Microsoft today announced the launch of new neural text-to-speech (TTS) capabilities in Azure Cognitive Services, its suite of AI-imbued APIs and SDKs that enable developers to tailor the voice of their apps and services to fit their brand. Each of three new styles — newscast, customer service, and digital assistant — promises natural-sounding speech that matches the patterns and intonations of human voices.
“Built on a powerful base model, our neural TTS voices are very natural, reliable, and expressive. Through transfer learning, the neural TTS model can learn different speaking styles from various speakers, enabling nuanced voices,” wrote Microsoft in a blog post.
The newscast voice reflects a “professional tone” you might hear on a TV or radio newscast, which is to say it contains no trace of regionalism and uses standard broadcasting pronunciation, a form of pronunciation in which no letters are dropped. In addition to Azure Cognitive Services, Microsoft says the newscast-style voice is in the Microsoft Listening Docs for WeChat, which can read aloud Word, PowerPoint, and Excel documents and generate audio for online trainings, news podcasts, and more. It’s also in the Bing mobile app — when you search with the voice search feature, you’ll hear the news briefs using the newscast voice:
The customer service-style voice features a “friendly” and “engaging” tone that Microsoft says is tuned for scenarios involving customer support, like reporting a claim. By contrast, the digital assistant voice — which is available in two styles, a chat style for casual, conversational bots and a professional style for applications like in-car digital assistants — features a helpful tone that’s suited to relaying weather forecasts, navigation directions, reminders, and other information.
Beyond the voice styles optimized for specific scenarios, Microsoft this morning released several new emotion styles, which can be adjusted to express different emotions to fit a given context. There’s cheerfulness or empathy, and in Chinese a lyrical style, which Microsoft describes as “heartfelt” and optimized to read prose or poetry.
The new voice styles are available in English and Chinese, while the emotion styles are available for English, Chinese, and Brazilian Portuguese. Microsoft notes that the styles can be customized through the Custom Neural Voice feature within Microsoft Speech Studio, allowing brands to build unique voices that benefit from the new scenarios.

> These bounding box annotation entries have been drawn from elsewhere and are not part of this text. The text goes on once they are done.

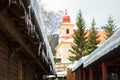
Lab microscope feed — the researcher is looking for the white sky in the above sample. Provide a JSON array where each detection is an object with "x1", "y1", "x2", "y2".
[{"x1": 41, "y1": 0, "x2": 120, "y2": 27}]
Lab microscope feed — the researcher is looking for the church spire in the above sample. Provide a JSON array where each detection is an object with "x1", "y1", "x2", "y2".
[{"x1": 62, "y1": 9, "x2": 71, "y2": 23}]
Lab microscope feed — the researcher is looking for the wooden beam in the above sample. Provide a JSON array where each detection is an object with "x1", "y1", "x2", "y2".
[
  {"x1": 89, "y1": 68, "x2": 93, "y2": 80},
  {"x1": 0, "y1": 10, "x2": 47, "y2": 73},
  {"x1": 83, "y1": 70, "x2": 86, "y2": 80}
]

Microsoft is effectively going toe to toe with Google, which last year debuted 31 new AI-synthesized WaveNet voices and 24 new standard voices in its Cloud Text-to-Speech service (bringing the total number of WaveNet voices to 57). It has another rival in Amazon, which recently launched a service — Brand Voice — that taps AI to generate custom spokespeople and offers a number of voice styles and emotion styles through Amazon Polly, Amazon’s cloud offering that converts text into speech.